I’m not buying it, for the simple fact that Mankiw’s views don’t reflect reality. Having worked for a few years at a large financial services company where every single one of 30 department heads was male, and every single secretary to those department heads was female (and having later witnessed the same phenomenon at the corporate offices of a mid-size steel manufacturer), I’m well aware that Adam Smith’s invisible hand doesn’t fix everything. (Mankiw later suggests that customer preferences and government policies are major forces in perpetuating discrimination, arguing like a good conservative that discrimination is a result of either individual taste, in which case attempting to remedy that discrimination would be wrong and oppressive to the rights of the individual, or else a result of bad government policies, in which case the remedy, as always, is smaller government.)

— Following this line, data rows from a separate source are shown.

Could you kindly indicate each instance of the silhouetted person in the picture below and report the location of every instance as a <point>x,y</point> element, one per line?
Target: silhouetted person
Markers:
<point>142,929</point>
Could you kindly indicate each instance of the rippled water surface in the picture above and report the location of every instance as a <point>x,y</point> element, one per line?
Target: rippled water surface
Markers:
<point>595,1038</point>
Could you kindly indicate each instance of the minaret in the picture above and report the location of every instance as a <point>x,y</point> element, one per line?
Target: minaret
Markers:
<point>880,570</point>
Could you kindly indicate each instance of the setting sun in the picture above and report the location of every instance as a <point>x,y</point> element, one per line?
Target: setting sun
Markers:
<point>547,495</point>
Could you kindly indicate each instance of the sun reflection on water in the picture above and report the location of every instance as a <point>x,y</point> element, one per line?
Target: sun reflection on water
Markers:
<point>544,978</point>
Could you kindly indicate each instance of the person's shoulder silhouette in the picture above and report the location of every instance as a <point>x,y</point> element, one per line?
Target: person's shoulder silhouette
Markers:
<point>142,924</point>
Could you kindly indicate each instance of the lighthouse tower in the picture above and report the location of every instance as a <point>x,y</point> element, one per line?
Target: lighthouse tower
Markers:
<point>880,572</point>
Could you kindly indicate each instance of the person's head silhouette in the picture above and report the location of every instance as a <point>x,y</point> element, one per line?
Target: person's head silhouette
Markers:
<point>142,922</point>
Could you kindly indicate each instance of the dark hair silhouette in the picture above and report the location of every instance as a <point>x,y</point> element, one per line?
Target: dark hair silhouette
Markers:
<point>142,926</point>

For me, this conflict between the theory of how an ideally competitive economy should work and the material reality of discrimination directed against bodies (which results in the material reality of poverty for the targets of that discrimination) plays out the old conflict between theory and practice and indicates the way that universities still can’t get away from Cartesian dualism; the way that people in privileged situations do not have their lives as determined by material factors as those in not-so-privileged situations; the way that people from different classes sometimes can’t talk about class simply because one person’s life has never been as determined by material conditions as another person’s life. (Linda Brodkey’s excellent 1989 College English essay “On the Subjects of Class and Gender in ‘The Literacy Letters'” is an excellent examination of how this happens; however you may feel about Eminem, 8 Mile is one of the best — and only — contemporary Hollywood representations of how the material conditions of poverty impinge directly upon people’s lives.)

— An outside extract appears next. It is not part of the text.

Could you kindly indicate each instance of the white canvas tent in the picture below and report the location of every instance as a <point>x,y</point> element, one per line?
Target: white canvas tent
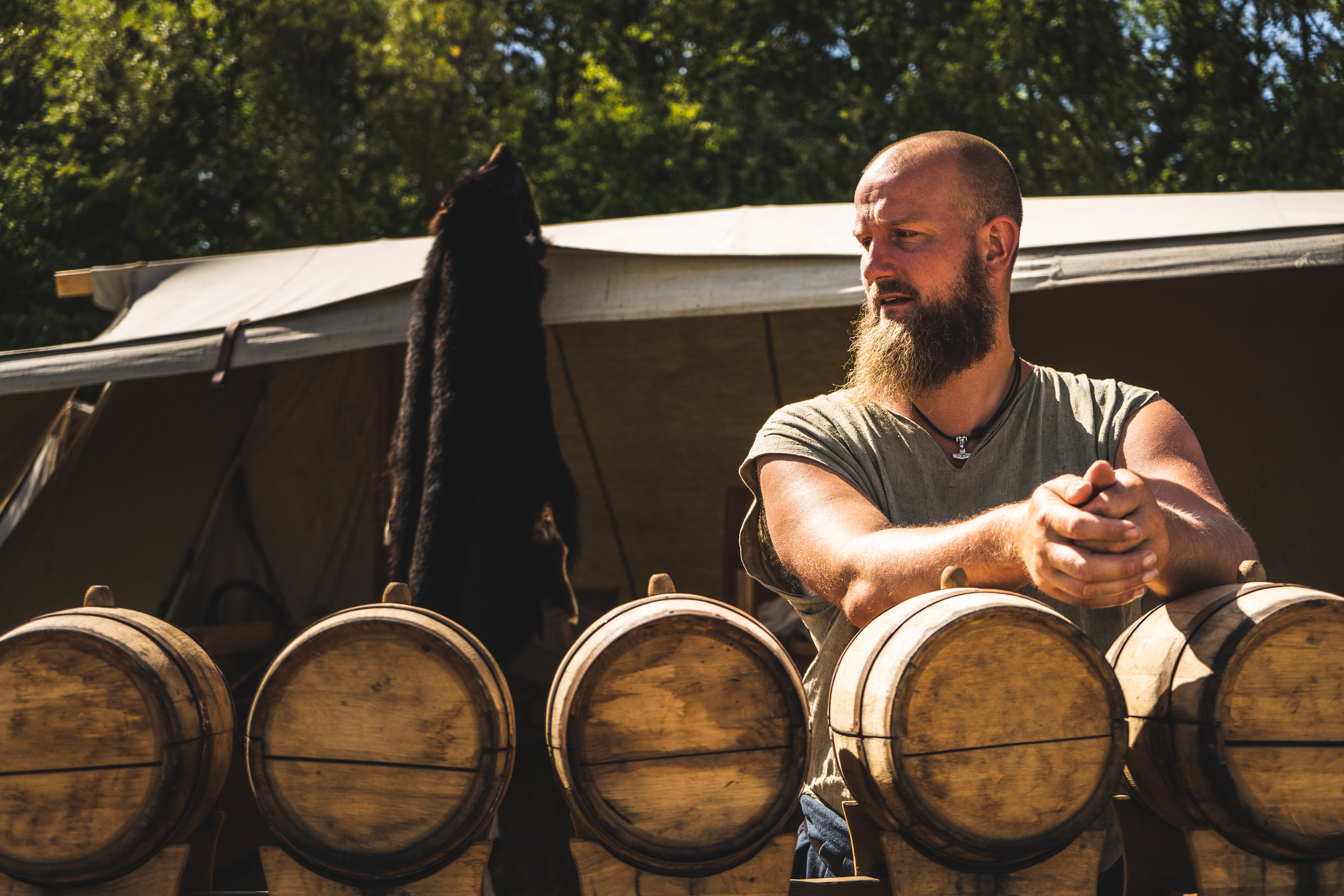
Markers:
<point>673,339</point>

The reason I’m so interested in how class intersects with computers and the teaching of writing is that I think so much of our discourse about computers and writing engages in precisely that denial of materiality. The personal turn that weblogging has brought about is a step in the right direction, I think: reading about the momentary minutiae of someone’s life is a welcome antidote to the vaporous ephemera of the virtual economy. But it’s only a step. Donna e-mailed me today (I’m hoping it’s OK to quote this, Donna, since you said “do with this what you will”) and pointed out that “neither of Habermas’ concepts [of instrumental and communicative rationality], as helpful as they are, deals adequately with the material realities and the class-based ideologies/identities that interact on the Web,” although when we talk about the promise of the web, we pin our hopes more on Habermas’ communicative rationality. But, as best as I’ve been able to understand so far from Torill’s helpful comments and other sources, the whole thing is a bourgeois construct. OK, so my thinking’s getting circular here; I just need to pick up Habermas. But at least it raises the question of how class affects public discourse, which is part of what I’m after.

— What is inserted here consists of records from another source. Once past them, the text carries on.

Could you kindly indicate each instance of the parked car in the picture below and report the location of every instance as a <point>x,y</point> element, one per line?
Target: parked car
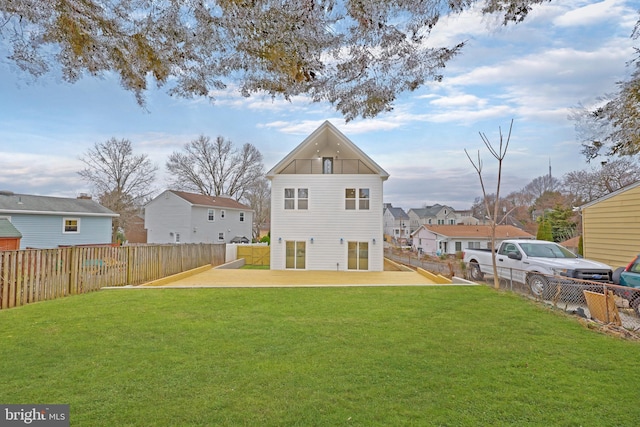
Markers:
<point>629,276</point>
<point>534,262</point>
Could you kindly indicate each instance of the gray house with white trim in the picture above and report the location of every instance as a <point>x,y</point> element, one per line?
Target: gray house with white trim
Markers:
<point>182,217</point>
<point>49,222</point>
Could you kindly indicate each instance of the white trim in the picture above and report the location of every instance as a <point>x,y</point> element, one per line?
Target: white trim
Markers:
<point>64,225</point>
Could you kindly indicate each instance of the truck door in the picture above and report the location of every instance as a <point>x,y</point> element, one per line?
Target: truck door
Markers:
<point>510,268</point>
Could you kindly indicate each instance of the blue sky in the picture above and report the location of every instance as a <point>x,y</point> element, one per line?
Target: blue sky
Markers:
<point>565,53</point>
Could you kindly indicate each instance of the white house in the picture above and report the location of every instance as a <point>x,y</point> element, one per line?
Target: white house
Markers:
<point>181,217</point>
<point>431,215</point>
<point>48,222</point>
<point>396,224</point>
<point>326,206</point>
<point>449,239</point>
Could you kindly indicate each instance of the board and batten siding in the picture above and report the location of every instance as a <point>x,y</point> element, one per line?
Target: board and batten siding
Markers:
<point>46,231</point>
<point>326,220</point>
<point>610,228</point>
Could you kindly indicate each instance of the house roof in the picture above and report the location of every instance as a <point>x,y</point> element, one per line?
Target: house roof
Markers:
<point>11,203</point>
<point>430,211</point>
<point>398,213</point>
<point>8,230</point>
<point>477,231</point>
<point>610,195</point>
<point>212,201</point>
<point>327,141</point>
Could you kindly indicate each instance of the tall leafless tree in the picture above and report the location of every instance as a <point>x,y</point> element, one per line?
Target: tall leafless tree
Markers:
<point>121,180</point>
<point>216,168</point>
<point>499,155</point>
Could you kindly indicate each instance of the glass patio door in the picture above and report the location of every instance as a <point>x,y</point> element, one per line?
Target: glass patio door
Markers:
<point>358,256</point>
<point>295,255</point>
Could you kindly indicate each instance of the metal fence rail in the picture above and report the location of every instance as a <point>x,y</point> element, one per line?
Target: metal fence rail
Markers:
<point>601,301</point>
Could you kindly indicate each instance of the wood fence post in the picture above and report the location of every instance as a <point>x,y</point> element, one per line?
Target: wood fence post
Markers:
<point>73,272</point>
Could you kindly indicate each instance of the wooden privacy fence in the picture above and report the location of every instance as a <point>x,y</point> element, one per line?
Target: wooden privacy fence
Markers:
<point>254,254</point>
<point>41,274</point>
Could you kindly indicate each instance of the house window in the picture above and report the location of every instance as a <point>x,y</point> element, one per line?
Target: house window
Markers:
<point>350,199</point>
<point>71,225</point>
<point>303,198</point>
<point>327,165</point>
<point>358,256</point>
<point>289,198</point>
<point>295,255</point>
<point>364,199</point>
<point>361,196</point>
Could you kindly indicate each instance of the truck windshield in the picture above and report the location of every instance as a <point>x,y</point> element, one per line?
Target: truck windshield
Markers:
<point>546,250</point>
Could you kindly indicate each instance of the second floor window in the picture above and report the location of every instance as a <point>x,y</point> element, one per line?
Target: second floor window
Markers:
<point>361,196</point>
<point>302,197</point>
<point>71,225</point>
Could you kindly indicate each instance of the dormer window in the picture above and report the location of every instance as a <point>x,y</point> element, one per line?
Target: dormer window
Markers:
<point>327,165</point>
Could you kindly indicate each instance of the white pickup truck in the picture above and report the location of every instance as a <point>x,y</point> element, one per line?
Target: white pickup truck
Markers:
<point>532,261</point>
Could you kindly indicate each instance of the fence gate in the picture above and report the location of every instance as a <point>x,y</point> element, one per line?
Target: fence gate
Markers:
<point>254,255</point>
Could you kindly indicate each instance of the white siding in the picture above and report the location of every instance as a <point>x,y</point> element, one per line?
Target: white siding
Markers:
<point>165,216</point>
<point>169,213</point>
<point>326,220</point>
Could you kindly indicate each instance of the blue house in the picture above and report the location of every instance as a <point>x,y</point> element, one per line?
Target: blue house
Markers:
<point>49,222</point>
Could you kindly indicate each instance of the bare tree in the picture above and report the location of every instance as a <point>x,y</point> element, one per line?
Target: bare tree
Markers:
<point>356,54</point>
<point>121,180</point>
<point>499,155</point>
<point>258,196</point>
<point>216,168</point>
<point>613,128</point>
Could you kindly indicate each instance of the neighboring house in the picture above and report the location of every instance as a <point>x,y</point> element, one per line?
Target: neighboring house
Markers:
<point>466,217</point>
<point>431,215</point>
<point>396,224</point>
<point>49,222</point>
<point>450,239</point>
<point>326,206</point>
<point>135,231</point>
<point>181,217</point>
<point>9,236</point>
<point>610,231</point>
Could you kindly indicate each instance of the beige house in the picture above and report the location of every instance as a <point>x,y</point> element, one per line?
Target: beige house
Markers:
<point>610,227</point>
<point>450,239</point>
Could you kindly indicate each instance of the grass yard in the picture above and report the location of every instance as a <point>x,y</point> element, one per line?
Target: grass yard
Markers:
<point>419,356</point>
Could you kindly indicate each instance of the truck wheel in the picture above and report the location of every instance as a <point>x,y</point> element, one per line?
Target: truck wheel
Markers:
<point>537,284</point>
<point>475,272</point>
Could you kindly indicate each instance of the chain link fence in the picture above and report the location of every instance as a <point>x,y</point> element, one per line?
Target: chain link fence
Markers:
<point>612,305</point>
<point>600,301</point>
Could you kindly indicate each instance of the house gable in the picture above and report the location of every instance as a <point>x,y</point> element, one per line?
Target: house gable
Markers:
<point>327,206</point>
<point>327,143</point>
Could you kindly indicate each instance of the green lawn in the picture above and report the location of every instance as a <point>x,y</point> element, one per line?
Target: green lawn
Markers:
<point>416,356</point>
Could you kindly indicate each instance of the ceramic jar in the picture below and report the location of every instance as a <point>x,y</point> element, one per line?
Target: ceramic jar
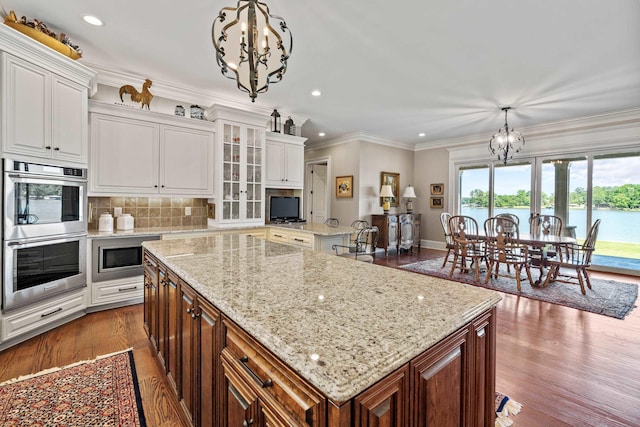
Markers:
<point>105,223</point>
<point>125,222</point>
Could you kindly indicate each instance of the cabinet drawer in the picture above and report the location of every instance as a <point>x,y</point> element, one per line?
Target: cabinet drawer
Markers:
<point>277,385</point>
<point>113,292</point>
<point>301,239</point>
<point>27,320</point>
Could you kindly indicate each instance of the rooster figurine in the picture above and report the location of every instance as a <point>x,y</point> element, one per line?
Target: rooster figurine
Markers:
<point>143,97</point>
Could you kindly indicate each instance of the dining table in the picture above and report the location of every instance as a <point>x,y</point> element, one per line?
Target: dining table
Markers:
<point>544,245</point>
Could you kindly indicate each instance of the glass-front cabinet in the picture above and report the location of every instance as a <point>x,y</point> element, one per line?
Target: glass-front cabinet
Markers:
<point>240,188</point>
<point>242,194</point>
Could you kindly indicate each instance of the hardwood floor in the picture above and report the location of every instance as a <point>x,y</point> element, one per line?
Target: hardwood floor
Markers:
<point>567,367</point>
<point>93,335</point>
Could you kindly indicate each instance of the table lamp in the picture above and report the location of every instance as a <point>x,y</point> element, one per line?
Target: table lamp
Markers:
<point>386,193</point>
<point>409,193</point>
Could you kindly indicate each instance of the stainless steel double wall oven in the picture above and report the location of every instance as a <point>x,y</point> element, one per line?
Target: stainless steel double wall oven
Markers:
<point>44,237</point>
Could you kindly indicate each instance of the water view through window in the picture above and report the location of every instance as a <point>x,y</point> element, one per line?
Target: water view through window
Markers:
<point>564,191</point>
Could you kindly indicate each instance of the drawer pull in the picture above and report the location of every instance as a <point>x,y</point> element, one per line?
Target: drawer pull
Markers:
<point>264,384</point>
<point>59,309</point>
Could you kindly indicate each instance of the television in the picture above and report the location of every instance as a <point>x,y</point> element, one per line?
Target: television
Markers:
<point>283,208</point>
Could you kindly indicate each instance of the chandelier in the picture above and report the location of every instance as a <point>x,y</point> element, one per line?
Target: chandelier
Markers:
<point>507,141</point>
<point>244,46</point>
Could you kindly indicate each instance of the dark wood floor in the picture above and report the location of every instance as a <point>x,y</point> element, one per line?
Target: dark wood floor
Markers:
<point>567,367</point>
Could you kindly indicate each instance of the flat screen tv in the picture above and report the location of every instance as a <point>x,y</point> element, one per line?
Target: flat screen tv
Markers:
<point>284,208</point>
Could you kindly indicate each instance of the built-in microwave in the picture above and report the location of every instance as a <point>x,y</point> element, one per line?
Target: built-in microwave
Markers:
<point>117,257</point>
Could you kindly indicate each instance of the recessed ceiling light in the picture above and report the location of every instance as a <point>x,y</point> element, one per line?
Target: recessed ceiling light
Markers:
<point>92,20</point>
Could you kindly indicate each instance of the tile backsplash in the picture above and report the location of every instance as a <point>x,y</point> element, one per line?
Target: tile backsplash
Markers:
<point>149,212</point>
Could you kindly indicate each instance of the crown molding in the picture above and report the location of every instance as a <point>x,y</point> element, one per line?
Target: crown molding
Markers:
<point>358,137</point>
<point>28,49</point>
<point>618,119</point>
<point>183,93</point>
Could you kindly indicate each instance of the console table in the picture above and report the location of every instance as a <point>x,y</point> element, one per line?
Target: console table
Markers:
<point>398,231</point>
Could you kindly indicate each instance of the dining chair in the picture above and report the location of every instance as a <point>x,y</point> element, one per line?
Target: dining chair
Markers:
<point>362,248</point>
<point>332,222</point>
<point>504,247</point>
<point>448,239</point>
<point>575,257</point>
<point>467,244</point>
<point>546,224</point>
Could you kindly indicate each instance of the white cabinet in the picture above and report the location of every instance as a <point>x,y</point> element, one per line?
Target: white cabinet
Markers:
<point>44,114</point>
<point>284,166</point>
<point>146,153</point>
<point>240,167</point>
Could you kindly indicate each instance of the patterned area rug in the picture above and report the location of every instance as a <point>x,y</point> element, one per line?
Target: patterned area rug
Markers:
<point>608,297</point>
<point>102,392</point>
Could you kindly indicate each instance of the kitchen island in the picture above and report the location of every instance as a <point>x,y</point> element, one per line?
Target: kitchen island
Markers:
<point>297,337</point>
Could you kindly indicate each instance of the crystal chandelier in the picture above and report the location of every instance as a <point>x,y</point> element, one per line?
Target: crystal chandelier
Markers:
<point>507,141</point>
<point>244,46</point>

And it leads me to other questions, too. What do other people think, I wonder: are you your class when you’re online?

As much as I want to resist any argument that looks as if it may rest on class-based authenticity claims, I sometimes fear it may be unavoidable. Do you worry that your position of privilege may blinker you to economic conditions that are much more tangible realities to other people? Do you feel that people who are better off than you — who don’t belong to your class, which of course begs the question of how you define class — are unable to discuss material realities like rent or finding transportation to work because their lives simply aren’t as affected by them?

Are such questions elitist (or, alternatively, trivial)?